There was the note of accomplishment, of success, in her voice, and she brushed her fine, soft hair with long, vigorous strokes which had in them something of this same quality of unwavering confidence. To look at her as she sat, relaxed yet dominant, before the glass, was to recognize that she was a woman who had achieved the purpose of her life, who had succeeded in whatever she had undertaken. Not a great purpose, perhaps—there were hours when her purpose seemed to her to be particularly trivial—but still, great or small, she had accomplished it. She was not only directing Dinard’s now—she was Dinard’s. Without her the business would collapse like a house of cards, and it was because she knew this, because Madame also knew this, that she had been able to perfect the arrangements she had planned that May afternoon after her depressing visit to Judge Crowborough. For she managed the house of Dinard’s now by an arrangement which gave her one third of the profits; and in the last six months, since this scheme had gone into effect, the business had grown tremendously in certain directions. The millinery department, for instance, which Madame had once treated with such supercilious disdain, had become to-day the most fashionable hat shop in Fifth Avenue. The work was hard, but the returns were wonderful; and with a strange gloating, she told herself that she was making money—always more money for the children. “When Fanny finishes school year after next, we’ll take a large apartment in Park Avenue, and spend every summer in Europe,” she concluded.
In the morning she rather expected to see O’Hara, but a month passed before she met him one evening in October, when she came home late from work. The autumn rains had come and gone, destroying the fugitive bloom of Miss Polly’s flower-beds, and scattering the leaves of the elm tree in a moist, delicately tinted carpet over the grass. An hour ago the sun had set in a purple cloud, and beneath the electric lights, which shone through the fog with a wan and spectral glimmer, the dark outlines of the city assumed an ominous vagueness. There was no light in the house; and the deserted yard, silvered from frost and strewn with dead leaves, which lay in wind-drifts along the flagged walk, had the haunted aspect of a place where youth and happiness have passed so recently that the fragrance of them still lingers.

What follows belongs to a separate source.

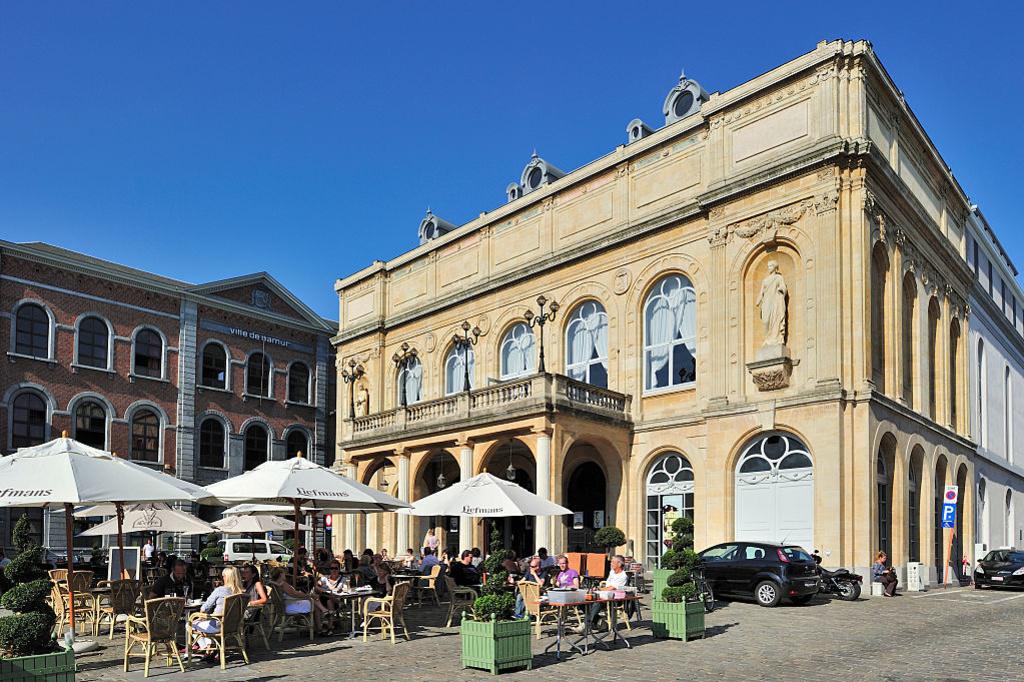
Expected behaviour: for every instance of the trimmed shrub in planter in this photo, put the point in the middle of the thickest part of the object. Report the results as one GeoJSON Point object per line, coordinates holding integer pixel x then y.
{"type": "Point", "coordinates": [677, 620]}
{"type": "Point", "coordinates": [493, 639]}
{"type": "Point", "coordinates": [27, 647]}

“Archibald went off to school without telling you good-bye,” she said in a friendly voice. “He was much disappointed.”
Stopping in the walk, he looked at her with unaffected surprise.
“Why, I thought that was what you wanted!”
She met this quite honestly. “Not after I talked to you.”
“What in thunder did I say to change your opinion of me?” The strong west wind blowing around him and lifting the roughened red hair from his forehead, appeared to lessen by contrast the breezy animation of his manner.